This young girl has had to change school three times because of her hair


    A powerful image of a young girl in school uniform standing up to a man with her arms crossed above her head has gone viral. Her name is Zulaikha Patel. And the image of her defying the policing of black bodies has become iconic. Zulaikha’s actions might have been directed at Pretoria High School for Girls, but her story resonates with many others. We tried talking to her, but she was in class. So we caught up instead with her elder sister AMIRA PATEL, about the protest against the school following its treatment of black pupils.

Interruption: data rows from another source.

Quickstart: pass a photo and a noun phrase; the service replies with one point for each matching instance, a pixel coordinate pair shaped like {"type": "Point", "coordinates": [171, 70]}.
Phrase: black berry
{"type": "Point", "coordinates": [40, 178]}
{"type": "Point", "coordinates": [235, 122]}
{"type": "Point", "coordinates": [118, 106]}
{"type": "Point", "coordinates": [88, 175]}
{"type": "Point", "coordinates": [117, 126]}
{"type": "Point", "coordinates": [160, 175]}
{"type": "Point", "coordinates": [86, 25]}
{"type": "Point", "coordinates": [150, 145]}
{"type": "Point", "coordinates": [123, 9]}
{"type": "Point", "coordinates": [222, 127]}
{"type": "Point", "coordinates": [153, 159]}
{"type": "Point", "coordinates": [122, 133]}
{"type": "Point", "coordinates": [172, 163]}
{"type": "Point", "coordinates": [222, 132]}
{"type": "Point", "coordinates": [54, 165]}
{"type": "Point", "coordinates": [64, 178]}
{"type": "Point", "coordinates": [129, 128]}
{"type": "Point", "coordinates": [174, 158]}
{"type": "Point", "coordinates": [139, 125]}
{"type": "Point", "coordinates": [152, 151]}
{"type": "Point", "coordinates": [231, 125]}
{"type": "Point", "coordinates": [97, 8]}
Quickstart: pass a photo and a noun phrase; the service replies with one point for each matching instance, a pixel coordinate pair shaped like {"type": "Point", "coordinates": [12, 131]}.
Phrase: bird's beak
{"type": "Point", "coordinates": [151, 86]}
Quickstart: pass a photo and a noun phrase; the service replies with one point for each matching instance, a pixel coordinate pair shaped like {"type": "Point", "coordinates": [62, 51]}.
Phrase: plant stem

    My parents were upset this morning. My dad was particularly angry and demanded to speak to the headmistress. The school was on shutdown at that moment so parents were not being allowed into the premises. It was tense. My mother has an appointment with the school and governing body regarding Zulaikha’s hair because she’s gotten into trouble for her before. She’s even been in detention for it.

    Zulaikha didn’t do anything for her hair to be like that. I can prove it by providing pictures of her when she was a toddler. She still had the afro. Unfortunately when she was younger, we had to cut her hair because the big afro would cause heat rash.

    People are shocked that a 13-year-old girl can pull such a movement at a young age but I think it’s been a long time coming.

    My mother is also shocked at this point. My sister has gone through a lot of bullying, she’s had to change school three times because of her hair. Other children would laugh at her and say, “Oh my god, your hair looks like a cabbage”. It broke my heart.

    She’d cry everyday when I picked her up from school. She’d get home and cry because of how she was treated because of her hair, and say that the school said her hair is a distraction and called it exotic.

    I’m kind of glad that she’s done this but I’m also concerned about how it’s going to affect her emotionally at a later stage. I know her, she’s a very fragile person. What led to her to actually start this movement is the pain that she’s felt when looked down upon, constantly feeling like she needed to be accepted or change herself to be accepted.

    She’s been sitting in her room for the past two weeks, studying the school code of conduct. She asked me for information on human rights and children’s rights as well. Imagine that? She later shared the information she got on her own and I was surprised. At the time, I didn’t think it was as serious as it is now.

    The hair thing was not much of an issue when I was there or maybe we swept it under the carpet. Overall, the school’s code of conduct is biased and one-sided; it’s not a system or book of rules that can fit everybody.

    Parents wake up at 5am to stand in the queue and register their children into these schools. We fight for our children to be there because we know these as good schools. I myself went to that school and having gone to that school has paved a lot of ways for me. I want the same thing for my younger sister too.

    When such things happen, you begin to question whether this is what we signed up for. Whether this is the best school for girls.

    Have you experienced similar discrimination at your school? Talk to us. Email, tweet us or Whatsapp us: +27  76 430 5905.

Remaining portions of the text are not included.